Con emoción, describió el acto de pintar como un permiso espiritual: "Creo que alguien me permitió ver su alma para poder retratarla. Me siento profundamente agradecida por eso".
Rogues Gallery, su serie más intensa
Estas vivencias dieron origen a Rogues Gallery, su más reciente cuerpo de obras, compuesto por retratos que, según la descripción del proyecto, representan espíritus de distintas épocas. La serie ya fue exhibida en galerías de Estados Unidos y Europa.
Entre las piezas más impactantes se encuentra Him, una pintura que Stone describió como especialmente perturbadora por la historia que la inspiró. Según relató, la conciencia detrás del cuadro le transmitió el trauma de haber muerto encadenado en la bodega de un barco.
En una entrevista con Forbes, la actriz detalló que se trataba de una persona esclavizada que murió ahogada en el Mar de China Oriental. "Me hizo experimentar su ahogamiento con él", explicó, describiendo el proceso como emocionalmente devastador.

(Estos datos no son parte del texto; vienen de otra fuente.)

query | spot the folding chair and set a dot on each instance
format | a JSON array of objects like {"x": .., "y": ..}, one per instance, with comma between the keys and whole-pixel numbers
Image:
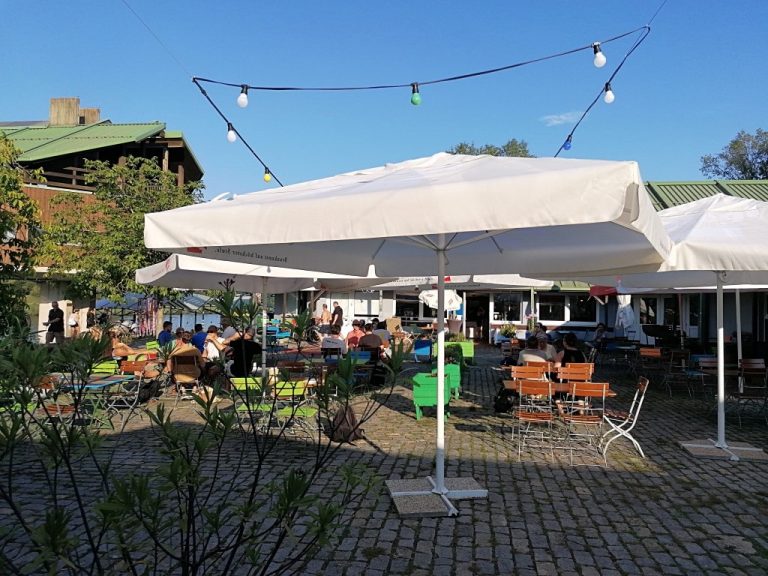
[
  {"x": 584, "y": 415},
  {"x": 535, "y": 416},
  {"x": 622, "y": 422},
  {"x": 186, "y": 370},
  {"x": 422, "y": 350},
  {"x": 752, "y": 393}
]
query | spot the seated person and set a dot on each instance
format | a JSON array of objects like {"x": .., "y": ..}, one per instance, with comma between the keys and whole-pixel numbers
[
  {"x": 198, "y": 338},
  {"x": 245, "y": 351},
  {"x": 550, "y": 353},
  {"x": 166, "y": 335},
  {"x": 532, "y": 353},
  {"x": 370, "y": 341},
  {"x": 599, "y": 336},
  {"x": 121, "y": 350},
  {"x": 186, "y": 372},
  {"x": 334, "y": 340},
  {"x": 571, "y": 352},
  {"x": 381, "y": 331}
]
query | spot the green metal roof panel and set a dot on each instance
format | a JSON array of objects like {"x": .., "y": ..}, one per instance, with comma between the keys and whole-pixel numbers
[
  {"x": 39, "y": 143},
  {"x": 754, "y": 189},
  {"x": 668, "y": 194}
]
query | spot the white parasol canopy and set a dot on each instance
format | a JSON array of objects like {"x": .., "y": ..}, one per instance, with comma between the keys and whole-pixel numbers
[
  {"x": 720, "y": 240},
  {"x": 485, "y": 215},
  {"x": 452, "y": 299},
  {"x": 192, "y": 273}
]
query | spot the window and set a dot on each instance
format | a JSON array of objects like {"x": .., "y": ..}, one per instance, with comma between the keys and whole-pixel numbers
[
  {"x": 407, "y": 306},
  {"x": 583, "y": 308},
  {"x": 506, "y": 307},
  {"x": 648, "y": 310},
  {"x": 551, "y": 308}
]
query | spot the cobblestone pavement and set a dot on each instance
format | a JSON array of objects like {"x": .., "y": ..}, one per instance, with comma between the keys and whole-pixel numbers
[{"x": 670, "y": 513}]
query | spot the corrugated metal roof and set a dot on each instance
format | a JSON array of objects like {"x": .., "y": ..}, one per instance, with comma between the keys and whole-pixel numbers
[
  {"x": 668, "y": 194},
  {"x": 38, "y": 143},
  {"x": 754, "y": 189}
]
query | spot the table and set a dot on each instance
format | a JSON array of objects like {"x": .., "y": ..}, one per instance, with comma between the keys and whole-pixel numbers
[
  {"x": 557, "y": 387},
  {"x": 425, "y": 392}
]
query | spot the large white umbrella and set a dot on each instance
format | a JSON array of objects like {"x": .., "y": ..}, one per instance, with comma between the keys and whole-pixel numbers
[
  {"x": 193, "y": 273},
  {"x": 452, "y": 301},
  {"x": 445, "y": 214},
  {"x": 625, "y": 316},
  {"x": 718, "y": 240}
]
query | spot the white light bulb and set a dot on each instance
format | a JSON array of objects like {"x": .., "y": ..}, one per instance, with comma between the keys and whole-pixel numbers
[
  {"x": 609, "y": 96},
  {"x": 600, "y": 59}
]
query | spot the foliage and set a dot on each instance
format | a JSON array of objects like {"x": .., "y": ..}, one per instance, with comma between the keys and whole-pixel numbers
[
  {"x": 744, "y": 158},
  {"x": 250, "y": 486},
  {"x": 20, "y": 233},
  {"x": 514, "y": 147},
  {"x": 102, "y": 235}
]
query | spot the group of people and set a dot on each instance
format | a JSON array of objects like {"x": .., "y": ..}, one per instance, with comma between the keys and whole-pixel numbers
[
  {"x": 326, "y": 319},
  {"x": 372, "y": 336},
  {"x": 539, "y": 349}
]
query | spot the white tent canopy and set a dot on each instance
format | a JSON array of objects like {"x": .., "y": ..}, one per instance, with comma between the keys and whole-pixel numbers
[
  {"x": 467, "y": 282},
  {"x": 452, "y": 299},
  {"x": 509, "y": 215},
  {"x": 718, "y": 240},
  {"x": 485, "y": 215},
  {"x": 191, "y": 273}
]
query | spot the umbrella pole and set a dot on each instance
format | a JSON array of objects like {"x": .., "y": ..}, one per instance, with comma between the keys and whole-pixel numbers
[
  {"x": 721, "y": 443},
  {"x": 440, "y": 456},
  {"x": 264, "y": 372}
]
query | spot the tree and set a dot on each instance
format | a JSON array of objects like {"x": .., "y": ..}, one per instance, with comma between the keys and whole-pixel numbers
[
  {"x": 744, "y": 158},
  {"x": 20, "y": 230},
  {"x": 101, "y": 236},
  {"x": 514, "y": 147}
]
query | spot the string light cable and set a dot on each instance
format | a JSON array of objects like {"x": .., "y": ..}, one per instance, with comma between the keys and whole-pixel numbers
[
  {"x": 606, "y": 91},
  {"x": 414, "y": 86},
  {"x": 242, "y": 99}
]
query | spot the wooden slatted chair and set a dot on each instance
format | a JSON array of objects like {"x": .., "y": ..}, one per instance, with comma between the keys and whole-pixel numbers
[
  {"x": 584, "y": 415},
  {"x": 535, "y": 416}
]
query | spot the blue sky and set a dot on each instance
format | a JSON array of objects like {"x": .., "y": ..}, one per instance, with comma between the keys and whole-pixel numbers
[{"x": 698, "y": 79}]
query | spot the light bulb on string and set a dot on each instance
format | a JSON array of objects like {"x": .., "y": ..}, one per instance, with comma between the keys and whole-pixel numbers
[
  {"x": 242, "y": 100},
  {"x": 415, "y": 96},
  {"x": 600, "y": 59},
  {"x": 609, "y": 95}
]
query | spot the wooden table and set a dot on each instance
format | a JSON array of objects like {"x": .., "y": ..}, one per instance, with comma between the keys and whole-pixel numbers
[{"x": 557, "y": 387}]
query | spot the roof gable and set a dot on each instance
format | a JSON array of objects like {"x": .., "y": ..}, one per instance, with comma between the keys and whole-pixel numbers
[{"x": 42, "y": 142}]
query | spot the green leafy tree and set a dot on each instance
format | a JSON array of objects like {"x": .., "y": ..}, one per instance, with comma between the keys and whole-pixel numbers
[
  {"x": 514, "y": 147},
  {"x": 101, "y": 236},
  {"x": 744, "y": 158},
  {"x": 20, "y": 230}
]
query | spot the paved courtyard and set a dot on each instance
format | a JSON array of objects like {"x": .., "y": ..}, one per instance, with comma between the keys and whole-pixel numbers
[{"x": 671, "y": 513}]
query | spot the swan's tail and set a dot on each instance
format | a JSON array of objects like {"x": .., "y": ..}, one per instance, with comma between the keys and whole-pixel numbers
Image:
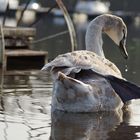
[{"x": 126, "y": 90}]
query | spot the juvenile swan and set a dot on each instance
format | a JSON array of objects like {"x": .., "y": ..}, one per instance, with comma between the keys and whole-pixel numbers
[{"x": 80, "y": 77}]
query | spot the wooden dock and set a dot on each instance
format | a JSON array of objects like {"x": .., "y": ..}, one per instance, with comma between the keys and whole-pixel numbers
[{"x": 17, "y": 53}]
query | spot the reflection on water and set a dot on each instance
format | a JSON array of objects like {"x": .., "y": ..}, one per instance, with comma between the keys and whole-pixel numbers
[
  {"x": 84, "y": 126},
  {"x": 25, "y": 108},
  {"x": 25, "y": 103},
  {"x": 25, "y": 99}
]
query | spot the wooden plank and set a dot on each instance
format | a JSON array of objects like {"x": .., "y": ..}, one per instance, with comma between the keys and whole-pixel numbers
[
  {"x": 18, "y": 32},
  {"x": 24, "y": 52},
  {"x": 10, "y": 43}
]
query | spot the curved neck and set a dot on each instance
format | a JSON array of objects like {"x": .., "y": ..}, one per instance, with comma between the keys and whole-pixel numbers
[{"x": 93, "y": 38}]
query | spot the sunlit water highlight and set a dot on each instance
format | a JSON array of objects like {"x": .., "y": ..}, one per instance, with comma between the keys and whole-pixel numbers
[{"x": 25, "y": 114}]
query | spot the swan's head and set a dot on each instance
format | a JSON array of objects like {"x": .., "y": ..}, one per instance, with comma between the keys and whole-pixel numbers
[{"x": 116, "y": 29}]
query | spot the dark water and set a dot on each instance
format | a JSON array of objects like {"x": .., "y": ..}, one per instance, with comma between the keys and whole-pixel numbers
[{"x": 25, "y": 98}]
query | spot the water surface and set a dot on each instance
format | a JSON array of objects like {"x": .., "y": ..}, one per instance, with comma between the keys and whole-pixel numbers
[{"x": 25, "y": 98}]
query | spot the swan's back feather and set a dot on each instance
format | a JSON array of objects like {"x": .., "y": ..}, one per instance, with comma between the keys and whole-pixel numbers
[{"x": 83, "y": 60}]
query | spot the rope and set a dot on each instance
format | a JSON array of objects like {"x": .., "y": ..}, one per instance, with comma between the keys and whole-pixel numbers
[{"x": 49, "y": 37}]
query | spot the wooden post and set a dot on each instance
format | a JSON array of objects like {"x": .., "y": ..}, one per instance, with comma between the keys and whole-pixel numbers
[{"x": 69, "y": 24}]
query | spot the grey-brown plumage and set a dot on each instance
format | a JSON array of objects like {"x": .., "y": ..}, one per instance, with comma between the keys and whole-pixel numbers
[{"x": 75, "y": 88}]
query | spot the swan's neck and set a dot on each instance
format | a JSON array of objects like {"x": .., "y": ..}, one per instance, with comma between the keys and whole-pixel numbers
[{"x": 94, "y": 38}]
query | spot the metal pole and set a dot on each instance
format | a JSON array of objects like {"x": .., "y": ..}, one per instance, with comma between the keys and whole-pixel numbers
[{"x": 69, "y": 24}]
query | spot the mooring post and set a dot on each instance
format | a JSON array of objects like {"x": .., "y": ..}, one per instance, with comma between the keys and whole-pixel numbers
[{"x": 69, "y": 24}]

Infancia, catarsis y regreso al arte
El giro introspectivo de Stone también se vincula con su historia personal. En marzo de 2025 falleció su madre, Dorothy, a los 91 años, una pérdida que la actriz decidió procesar en privado antes de hacerla pública meses después.
Stone ha hablado abiertamente de la compleja relación que mantuvo con ella, marcada por una crianza estricta y poco afectuosa, aunque con el tiempo resignificó esa experiencia como una fuente de fortaleza. Esa revisión emocional, asegura, también se filtra en su pintura.
Aunque para muchos esta etapa resulta inesperada, la actriz recordó que la pintura fue su primera vocación. Comenzó a pintar en la infancia, guiada por una tía con formación académica en artes, y retomó la práctica de manera sostenida durante la pandemia.
Un regreso a la actuación con humor
Además de su presente artístico, Stone confirmó su regreso a la actuación en la tercera temporada de Euphoria. Sin adelantar detalles sobre su personaje, adelantó que la experiencia fue especialmente disfrutable.
"Ya no están en el instituto, es otra etapa de sus vidas", comentó sobre la serie. Y concluyó con una sonrisa: "No recuerdo cuándo fue la última vez que me divertí tanto trabajando".